Five Minarets in New York (2010)

Two Turkish anti-terrorist agents are sent to New York City on a mission to find and bring back the dangerous Islamic terrorist: DAJJAL, believed to be hiding in there. Working with the FBI and NYPD, the agents orchestrate the arrest of Hadji Gumus, a well-respected Muslim scholar and family man who years before fled to the United States after being released from a Turkish prison, where he served time for murder. This tale love, friendship, peace and prejudices, takes us on a journey seeking to answer the question of whether innocence or guilt even matters to one who lusts for vengeance.

Starring: Haluk Bilginer, Danny Glover, Gina Gershon, Mahsun Kirmizigül, Robert Patrick
Director: Mahsun Kirmizigül

Drama100%
ForeignInsignificant

Specifications

  • Video

    Video codec: MPEG-4 AVC
    Video resolution: 1080p
    Aspect ratio: 2.35:1
    Original aspect ratio: 2.39:1

  • Audio

    English: Dolby TrueHD 5.1
    English: Dolby Digital 2.0

  • Subtitles

    English SDH, Spanish

  • Discs

    25GB Blu-ray Disc
    Single disc (1 BD)

  • Playback

    Region A (B, C untested)

Review

Rating summary

Movie2.0 of 52.0
Video3.0 of 53.0
Audio4.0 of 54.0
Extras0.0 of 50.0
Overall2.0 of 52.0

Five Minarets in New York Blu-ray Movie Review

Does the truth matter? Does making a good movie?

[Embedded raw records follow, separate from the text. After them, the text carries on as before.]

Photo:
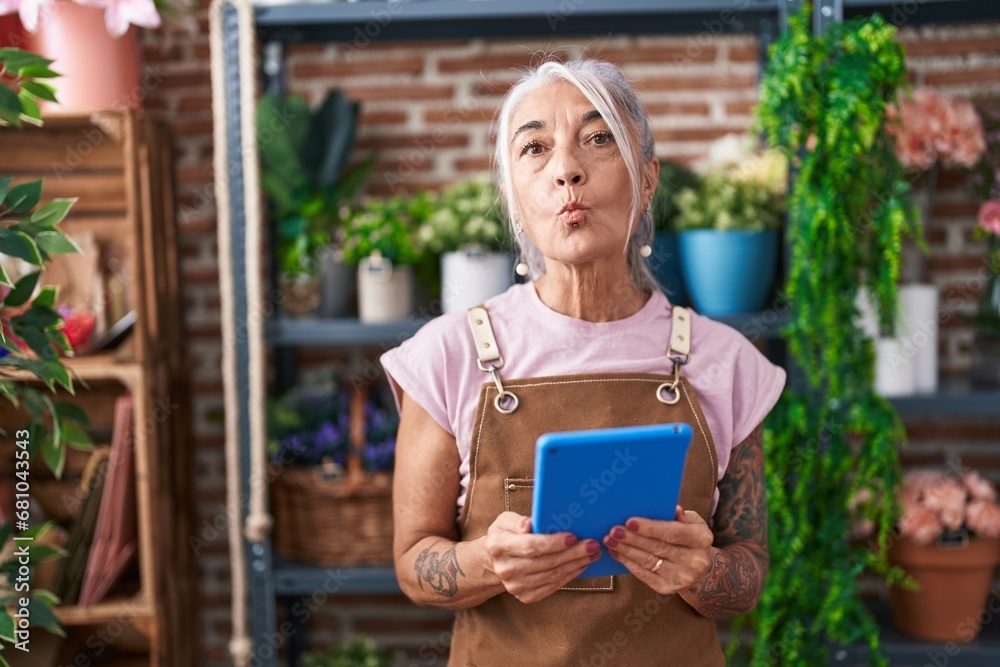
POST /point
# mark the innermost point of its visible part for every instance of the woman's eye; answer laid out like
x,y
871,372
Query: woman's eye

Reviewed by Martin Liebman June 7, 2012

Nothing will ever be the same anymore.

Indeed, every minute of every day brings a new dynamic to the flow of life, and things-a-changing isn't just a result of high-profile events. The old "butterfly effect" argument seems just as valid, not only on paper but also in common sense and a quick look back at any life, when pondering the part of consequence, fate, one small action yielding an avalanche of change, whatever the case may be on the way the old world turns. But it's not the distant flapping of a wing that gets the headlines. No, it's the endgame effect, the earthquake or the tsunami or whatever immediately-evident consequence of that innocent little flap of the wing may be. And it's not the teachings or the beginnings of a plan or even that first moment when mind and seed meet and an idea for a landscape-altering plan is first conceived. No, it's the bullet that killed the Archduke or the image of planes smashing into towers that's written in the history book and burned into the mind's eye, even as the world changed long before -- in those moments when seed and brain became one, and even well before that on the fluid and flowing river of history -- bullet met flesh or television screens captured the chaos of a mid-September morning. But it's against that single backdrop that so much is placed; such events make for convenient and new starting lines in history that are easy to identify but truly little more than another checkpoint on the timeline of past, present, and future. But those fresh and easily-spotted starting and stopping points offer expedient lines of demarcation for storytelling, serving as backdrops for fictional narratives and, indeed, the seen and unseen truths of the here and now and the very real and immediately-evident. Director Mahsun Kirmizigül's Five Minarets in New York makes use of 9/11 as a backdrop to tell a story of paranoia, hate, uncertainty, prejudice, misconception, and violence. But much like the case may be with a photo in a history book or a blurb on a historical marker, the story goes much deeper, both the real and the imagined, but this film is content to simply dabble around the surface where the story may be orchestrated but not fully understood.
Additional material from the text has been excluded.